Según el reportaje de El País, el Atlético logró sobreponerse a este escenario adverso con una victoria esencial y, por momentos, desplegando un fútbol atractivo. Los goles de Barrios y del recién incorporado Nico González fueron determinantes para culminar el buen juego de un equipo que se mostró más dinámico y preciso. La alineación inicial de Simeone contó con la jerarquía de Koke y Griezmann, quienes habían comenzado el curso desde el banquillo.
Ante las bajas por lesión de jugadores clave como Almada y Baena, la titularidad de Griezmann se antojaba previsible, no así la de Koke. Ambos futbolistas demostraron su valía, aportando serenidad y dirección a un equipo necesitado de futbolistas experimentados. La rápida adaptación de Nico González también fue un factor importante para que el nuevo fichaje debutara como titular. El irregular inicio de temporada había colocado al Atlético en una situación que Simeone define como “momentos para hombres”, instando a sus jugadores a competir con determinación y aplomo. El joven argentino Nico González, demostró su valía con un gol de cabeza que confirmó su buena carta de presentación y un despliegue físico notable.
El Atlético salió al campo con intensidad, mostrando velocidad en la circulación del balón, verticalidad y la intención de presionar la salida del Villarreal. Esta estrategia permitió a los rojiblancos incomodar a los jugadores de Marcelino. No obstante, también se evidenció que cualquier desajuste en la presión, especialmente al perder duelos individuales, abría espacios para las transiciones del Villarreal. Los mediocampistas Parejo y Thomas, este último enfrentándose a su antiguo mentor Koke, intentaron conectar con los habilidosos Pépé, Moleiro y Mikautadze. Simeone asumió este riesgo y rápidamente obtuvo rédito. Antes de los diez minutos, una cesión comprometida de Cardona hacia atrás fue aprovechada por Giuliano, quien asistió a Julián Alvarez. El argentino, con un elegante toque de tacón, habilitó la llegada de Barrios, cuyo remate sorprendió al portero Luiz Junior. El canterano Barrios, en gran estado de forma, aportó soluciones en posiciones interiores, evidenciando el gusto de Simeone por jugadores que roban el balón en campo contrario y rápidamente buscan el arco rival. La filosofía de Simeone siempre ha favorecido un juego de altas revoluciones en lugar de ataques más pausados. El tanto de Barrios marcó la cuarta vez en la temporada que el Atlético se adelantaba en el marcador, repitiéndose, como ante Espanyol, Elche y Alavés, la oportunidad de ampliar la ventaja inmediatamente después.
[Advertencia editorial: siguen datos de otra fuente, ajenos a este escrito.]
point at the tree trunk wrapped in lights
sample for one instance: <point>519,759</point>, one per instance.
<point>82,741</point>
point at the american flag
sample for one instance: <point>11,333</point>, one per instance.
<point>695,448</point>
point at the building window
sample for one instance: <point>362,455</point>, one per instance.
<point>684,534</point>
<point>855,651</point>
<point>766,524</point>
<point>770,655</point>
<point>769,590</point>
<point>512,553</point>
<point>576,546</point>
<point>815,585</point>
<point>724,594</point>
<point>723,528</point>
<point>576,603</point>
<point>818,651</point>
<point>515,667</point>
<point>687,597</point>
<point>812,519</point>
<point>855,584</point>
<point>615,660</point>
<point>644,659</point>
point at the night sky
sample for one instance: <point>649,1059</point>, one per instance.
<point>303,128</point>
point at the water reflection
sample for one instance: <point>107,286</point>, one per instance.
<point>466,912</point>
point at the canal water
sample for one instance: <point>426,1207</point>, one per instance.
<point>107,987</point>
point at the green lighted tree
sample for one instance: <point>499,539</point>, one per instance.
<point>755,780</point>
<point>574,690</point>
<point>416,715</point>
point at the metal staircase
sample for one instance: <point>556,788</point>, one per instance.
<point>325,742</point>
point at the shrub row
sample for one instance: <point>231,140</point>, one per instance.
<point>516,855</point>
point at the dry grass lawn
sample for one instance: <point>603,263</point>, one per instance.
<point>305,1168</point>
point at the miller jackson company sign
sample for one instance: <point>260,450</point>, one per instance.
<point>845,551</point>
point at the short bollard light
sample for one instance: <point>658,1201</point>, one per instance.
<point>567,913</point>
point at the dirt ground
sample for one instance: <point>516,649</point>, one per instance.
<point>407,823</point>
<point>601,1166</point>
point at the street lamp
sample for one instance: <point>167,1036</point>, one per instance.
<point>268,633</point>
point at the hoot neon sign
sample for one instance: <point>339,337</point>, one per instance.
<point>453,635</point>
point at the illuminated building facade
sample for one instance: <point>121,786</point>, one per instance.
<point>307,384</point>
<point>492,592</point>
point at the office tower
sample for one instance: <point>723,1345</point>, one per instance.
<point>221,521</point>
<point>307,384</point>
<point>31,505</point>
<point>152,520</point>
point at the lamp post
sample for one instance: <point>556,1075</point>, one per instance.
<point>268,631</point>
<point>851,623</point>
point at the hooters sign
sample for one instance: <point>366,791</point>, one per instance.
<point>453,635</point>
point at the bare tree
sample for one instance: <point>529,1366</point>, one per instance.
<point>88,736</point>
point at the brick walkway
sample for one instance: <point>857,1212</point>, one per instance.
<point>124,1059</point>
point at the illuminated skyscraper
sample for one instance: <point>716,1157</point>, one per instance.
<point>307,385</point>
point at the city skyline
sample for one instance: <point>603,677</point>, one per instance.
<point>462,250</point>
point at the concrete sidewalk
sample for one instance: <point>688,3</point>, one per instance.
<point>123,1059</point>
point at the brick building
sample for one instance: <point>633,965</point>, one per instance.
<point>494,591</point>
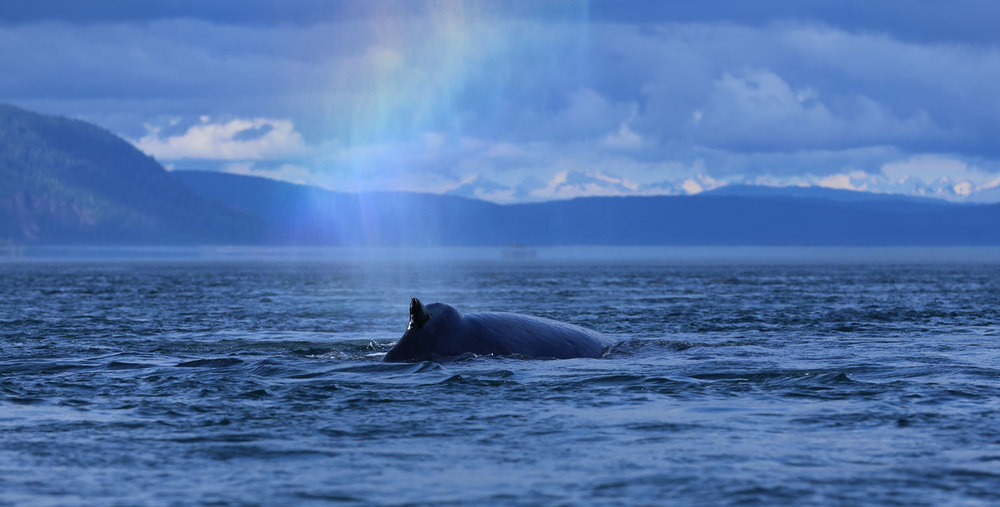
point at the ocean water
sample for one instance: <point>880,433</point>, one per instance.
<point>740,377</point>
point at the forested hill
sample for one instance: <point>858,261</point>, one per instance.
<point>65,181</point>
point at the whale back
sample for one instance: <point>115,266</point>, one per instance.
<point>525,335</point>
<point>439,330</point>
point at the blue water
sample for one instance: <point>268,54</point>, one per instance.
<point>752,377</point>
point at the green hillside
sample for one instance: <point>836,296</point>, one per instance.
<point>70,182</point>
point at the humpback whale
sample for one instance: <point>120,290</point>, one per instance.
<point>438,330</point>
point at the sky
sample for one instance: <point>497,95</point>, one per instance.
<point>529,101</point>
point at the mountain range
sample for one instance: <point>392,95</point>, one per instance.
<point>66,181</point>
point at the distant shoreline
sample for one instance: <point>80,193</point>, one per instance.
<point>376,255</point>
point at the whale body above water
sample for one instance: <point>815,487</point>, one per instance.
<point>438,330</point>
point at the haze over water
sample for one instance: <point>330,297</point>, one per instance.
<point>741,376</point>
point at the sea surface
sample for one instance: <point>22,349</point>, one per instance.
<point>740,376</point>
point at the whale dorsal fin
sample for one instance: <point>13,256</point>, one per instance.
<point>418,314</point>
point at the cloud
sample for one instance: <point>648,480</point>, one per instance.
<point>284,172</point>
<point>238,139</point>
<point>758,110</point>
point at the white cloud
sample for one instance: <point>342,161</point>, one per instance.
<point>238,139</point>
<point>624,138</point>
<point>286,172</point>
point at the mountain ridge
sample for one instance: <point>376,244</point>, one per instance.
<point>704,219</point>
<point>69,181</point>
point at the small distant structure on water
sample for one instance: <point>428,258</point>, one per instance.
<point>517,251</point>
<point>11,250</point>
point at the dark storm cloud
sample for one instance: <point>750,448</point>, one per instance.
<point>529,91</point>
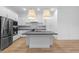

Giuliano, con un remate cruzado, estuvo cerca de aumentar la diferencia tras una combinación eléctrica y precisa. El Atlético mostró una clara mejoría en la rapidez de las entregas y los apoyos, superando lo visto en los tres primeros partidos. Sin embargo, un error de Koke, un pase atrás que dejó a Moleiro solo frente a Oblak, casi compromete el resultado. El joven canario falló en su intento de ajustar el remate. El propio Moleiro volvió a errar tras superar a Llorente en el área. El Villarreal, a pesar de ir por detrás en el marcador, continuó amenazando, con Pépé destacando como un driblador imparable y estrellando un libre directo en el travesaño justo antes del descanso. El Atlético se fue al descanso aliviado, pero regresó al campo sufriendo la presión del Villarreal. Fue entonces cuando Llorente, tras una gran cabalgada, centró para que Nico González, con un potente remate de cabeza, sentenciara un partido que se presentaba como un “todo o nada” para Simeone y su Atlético.